Audible feedback. On receipt of the system.radioStop push event (§4.6.5), every open throttle session plays the bundled alarm asset served at /sounds/radiostop.ogg. It is a static UI asset (not a DCC function and not locale-dependent); the same clip plays on every client so all operators hear the alarm simultaneously.
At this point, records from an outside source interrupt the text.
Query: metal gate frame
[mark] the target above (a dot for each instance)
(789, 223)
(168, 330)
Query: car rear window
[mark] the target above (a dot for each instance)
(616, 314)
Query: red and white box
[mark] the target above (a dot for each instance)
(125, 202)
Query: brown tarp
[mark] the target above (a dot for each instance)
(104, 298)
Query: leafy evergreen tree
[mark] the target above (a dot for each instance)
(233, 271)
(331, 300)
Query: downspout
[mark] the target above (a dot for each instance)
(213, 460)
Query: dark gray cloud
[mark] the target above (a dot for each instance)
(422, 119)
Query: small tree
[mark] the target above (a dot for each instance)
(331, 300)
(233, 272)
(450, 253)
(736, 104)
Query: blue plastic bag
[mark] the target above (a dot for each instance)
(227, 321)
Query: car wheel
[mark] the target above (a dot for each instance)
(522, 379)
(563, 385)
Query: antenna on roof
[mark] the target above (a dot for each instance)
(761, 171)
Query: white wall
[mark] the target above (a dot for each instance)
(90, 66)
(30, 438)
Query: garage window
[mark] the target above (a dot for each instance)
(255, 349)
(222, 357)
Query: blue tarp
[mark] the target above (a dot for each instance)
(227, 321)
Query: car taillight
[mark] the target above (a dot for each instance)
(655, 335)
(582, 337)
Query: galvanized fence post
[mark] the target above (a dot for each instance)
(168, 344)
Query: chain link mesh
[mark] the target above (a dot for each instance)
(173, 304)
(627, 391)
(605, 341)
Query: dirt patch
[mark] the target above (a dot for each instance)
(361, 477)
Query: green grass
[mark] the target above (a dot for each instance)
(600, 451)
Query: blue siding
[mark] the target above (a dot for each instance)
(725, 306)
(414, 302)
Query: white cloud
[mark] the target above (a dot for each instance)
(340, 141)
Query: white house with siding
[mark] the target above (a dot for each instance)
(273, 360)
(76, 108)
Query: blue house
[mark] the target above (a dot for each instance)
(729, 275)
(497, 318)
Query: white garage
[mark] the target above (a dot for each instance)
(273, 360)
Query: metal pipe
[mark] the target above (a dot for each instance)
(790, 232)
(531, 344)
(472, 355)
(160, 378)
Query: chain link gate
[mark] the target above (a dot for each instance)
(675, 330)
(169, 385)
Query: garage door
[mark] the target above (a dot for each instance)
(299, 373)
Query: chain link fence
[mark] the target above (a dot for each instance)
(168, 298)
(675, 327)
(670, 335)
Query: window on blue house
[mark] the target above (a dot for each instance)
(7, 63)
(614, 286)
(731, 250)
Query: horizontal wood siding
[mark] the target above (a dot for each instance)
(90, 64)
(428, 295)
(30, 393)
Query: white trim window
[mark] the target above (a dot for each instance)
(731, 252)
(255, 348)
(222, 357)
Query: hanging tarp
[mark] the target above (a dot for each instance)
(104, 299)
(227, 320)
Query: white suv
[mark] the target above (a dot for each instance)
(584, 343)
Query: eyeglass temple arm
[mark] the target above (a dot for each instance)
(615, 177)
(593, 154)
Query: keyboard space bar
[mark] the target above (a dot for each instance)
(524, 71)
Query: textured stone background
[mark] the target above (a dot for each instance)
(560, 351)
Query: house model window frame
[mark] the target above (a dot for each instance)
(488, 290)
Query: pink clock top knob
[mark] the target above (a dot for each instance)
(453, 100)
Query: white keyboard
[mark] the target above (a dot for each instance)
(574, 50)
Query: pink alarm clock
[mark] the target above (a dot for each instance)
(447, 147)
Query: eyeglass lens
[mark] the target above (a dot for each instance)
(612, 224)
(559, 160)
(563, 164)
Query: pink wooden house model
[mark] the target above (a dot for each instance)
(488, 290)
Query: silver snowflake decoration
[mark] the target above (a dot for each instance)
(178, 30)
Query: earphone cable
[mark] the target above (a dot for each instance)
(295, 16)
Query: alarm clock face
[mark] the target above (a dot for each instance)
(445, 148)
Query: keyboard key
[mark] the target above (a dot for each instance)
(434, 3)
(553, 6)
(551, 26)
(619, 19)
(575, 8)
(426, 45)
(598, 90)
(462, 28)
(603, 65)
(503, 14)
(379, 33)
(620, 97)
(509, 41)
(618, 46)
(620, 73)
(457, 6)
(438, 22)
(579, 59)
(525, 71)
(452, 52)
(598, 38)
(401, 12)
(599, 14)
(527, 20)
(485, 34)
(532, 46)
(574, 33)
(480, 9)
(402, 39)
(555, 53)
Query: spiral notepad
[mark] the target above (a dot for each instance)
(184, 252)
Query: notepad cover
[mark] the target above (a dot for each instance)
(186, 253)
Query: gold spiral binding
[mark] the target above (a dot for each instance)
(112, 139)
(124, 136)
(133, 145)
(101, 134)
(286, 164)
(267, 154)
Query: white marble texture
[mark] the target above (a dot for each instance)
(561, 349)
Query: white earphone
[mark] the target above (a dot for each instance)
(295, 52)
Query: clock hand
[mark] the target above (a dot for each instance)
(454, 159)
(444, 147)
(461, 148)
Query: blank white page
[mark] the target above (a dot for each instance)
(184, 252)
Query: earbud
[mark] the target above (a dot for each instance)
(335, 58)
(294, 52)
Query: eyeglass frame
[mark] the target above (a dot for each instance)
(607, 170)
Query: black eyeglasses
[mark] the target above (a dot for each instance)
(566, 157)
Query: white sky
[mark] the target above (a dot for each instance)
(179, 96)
Playback is best-effort: browsers that block autoplay until a user gesture will still have one (the operator who pressed the button), and the alarm is unlocked for the rest of the session on first interaction.
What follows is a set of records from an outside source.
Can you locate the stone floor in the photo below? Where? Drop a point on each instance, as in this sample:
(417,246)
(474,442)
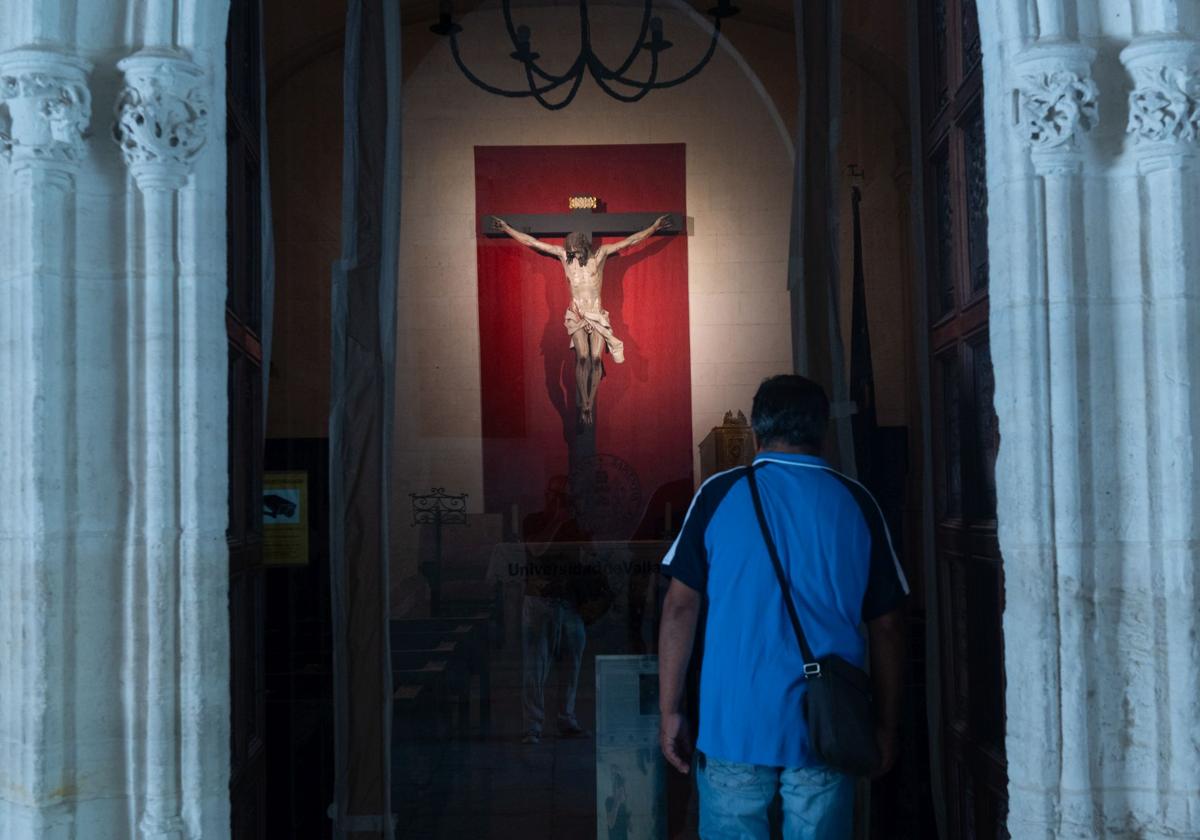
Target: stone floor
(495,786)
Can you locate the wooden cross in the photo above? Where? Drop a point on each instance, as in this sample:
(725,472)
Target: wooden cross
(585,219)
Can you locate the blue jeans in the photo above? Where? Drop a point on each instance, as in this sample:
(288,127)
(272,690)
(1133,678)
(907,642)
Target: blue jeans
(819,803)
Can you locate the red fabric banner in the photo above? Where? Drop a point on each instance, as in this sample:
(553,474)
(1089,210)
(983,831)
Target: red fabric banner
(641,456)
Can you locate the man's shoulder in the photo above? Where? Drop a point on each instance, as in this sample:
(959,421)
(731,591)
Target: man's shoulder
(717,486)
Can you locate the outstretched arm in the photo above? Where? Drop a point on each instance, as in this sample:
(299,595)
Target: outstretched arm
(629,241)
(527,240)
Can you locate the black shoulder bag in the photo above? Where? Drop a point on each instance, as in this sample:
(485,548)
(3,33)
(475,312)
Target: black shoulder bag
(838,703)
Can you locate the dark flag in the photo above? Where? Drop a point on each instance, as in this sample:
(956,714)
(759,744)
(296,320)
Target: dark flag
(363,381)
(862,375)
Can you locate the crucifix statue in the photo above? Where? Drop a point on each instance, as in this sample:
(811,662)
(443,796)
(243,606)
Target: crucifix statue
(587,323)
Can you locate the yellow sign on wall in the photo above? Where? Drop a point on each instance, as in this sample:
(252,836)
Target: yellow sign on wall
(286,519)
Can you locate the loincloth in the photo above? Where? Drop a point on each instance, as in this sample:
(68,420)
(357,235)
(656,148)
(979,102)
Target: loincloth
(594,322)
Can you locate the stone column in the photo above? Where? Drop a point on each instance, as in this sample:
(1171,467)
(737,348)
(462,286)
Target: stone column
(1093,324)
(45,112)
(162,117)
(1056,105)
(1164,123)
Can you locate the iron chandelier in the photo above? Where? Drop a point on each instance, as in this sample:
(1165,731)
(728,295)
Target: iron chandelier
(612,81)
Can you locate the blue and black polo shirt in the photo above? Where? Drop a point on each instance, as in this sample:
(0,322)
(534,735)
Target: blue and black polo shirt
(838,557)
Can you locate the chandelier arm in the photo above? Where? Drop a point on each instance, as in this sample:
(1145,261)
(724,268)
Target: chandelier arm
(691,73)
(555,106)
(516,45)
(643,87)
(492,89)
(639,45)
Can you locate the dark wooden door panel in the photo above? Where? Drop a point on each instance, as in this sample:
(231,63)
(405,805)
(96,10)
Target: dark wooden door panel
(247,778)
(965,435)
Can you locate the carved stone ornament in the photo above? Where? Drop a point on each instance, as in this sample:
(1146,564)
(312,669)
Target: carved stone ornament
(1164,105)
(1054,107)
(45,108)
(162,117)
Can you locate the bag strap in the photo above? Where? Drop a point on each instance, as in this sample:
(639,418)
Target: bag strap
(811,667)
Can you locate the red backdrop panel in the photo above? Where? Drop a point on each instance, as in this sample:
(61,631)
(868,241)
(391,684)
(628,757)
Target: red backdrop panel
(643,407)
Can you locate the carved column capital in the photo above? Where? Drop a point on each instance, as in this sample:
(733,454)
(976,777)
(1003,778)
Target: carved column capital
(1164,105)
(162,118)
(45,108)
(1056,101)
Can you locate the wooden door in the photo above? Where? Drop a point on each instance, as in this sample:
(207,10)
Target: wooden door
(247,780)
(965,435)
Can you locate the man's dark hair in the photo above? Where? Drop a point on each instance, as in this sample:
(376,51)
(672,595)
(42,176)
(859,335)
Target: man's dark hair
(791,411)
Strings live in throttle.json (throttle.radioStop.*, throttle.fullscreen.*).

4.6.4 Cross-process coordination

Radio Stop is a layout-level action; a layout may span multiple command stations (§3a.4). loco-server owns the orchestration:

  1. Client sends system.radioStop {} on the control-plane WebSocket (/api/v1/ws).
  2. loco-server validates RadioStopSecurityContext.CanTrigger, then:
  3. interrupts all running scripts on the layout (ScriptService.StopAllForLayout, reason "radio_stop") so no script can race the halt regardless of owner;
  4. runs the per-user dead-man's plan (§4.6.1a effect b) for every connected user in the layout that has active DriveTargets, via the existing emergency-plan executor (action clamped to the [stop_my_vehicles, release_my_leases] band);
  5. fans out a control command to every running dcc-bus daemon for the layout (Redis pub/sub on bigfred:layout:<L>:radio_stop, same fan-out pattern as bigfred:layout:<L>:emergency:<userId> in §4.5.3b) to cover the roster (§4.6.1a effect a).
  6. Each dcc-bus runs its local applyEStopAll against the vehicles on its command station and publishes affected addresses on dcc-bus:evt:<L>:<C>.
  7. loco-server aggregates the per-station results, writes the audit row, and broadcasts system.radioStop to every control-plane session in the layout (not only throttle sessions – the event is harmless on the dashboard; clients without an open throttle overlay ignore the audio hook).

Debounce: at most one Radio Stop per layout per 2 s so a double-tap or two operators pressing simultaneously do not stampede the command stations.

4.6.5 WebSocket message types

Client → Server (control plane only):

Server → Client (control plane, every session in the layout):

There is intentionally no system.radioStop action on the dcc-bus data-plane WebSocket – the halt is never scoped to a single command-station pick the way system.estop is.

4.6.6 Relation to walkie-talkie radio

The walkie-talkie channel (§4.4) and Radio Stop solve different problems. STOP_IMMEDIATELY is a phrase addressed to one user or one interlocking; Radio Stop is a system command that brakes the entire layout and sounds the alarm everywhere. A driver may use both in the same operating session, but they do not subsume one another.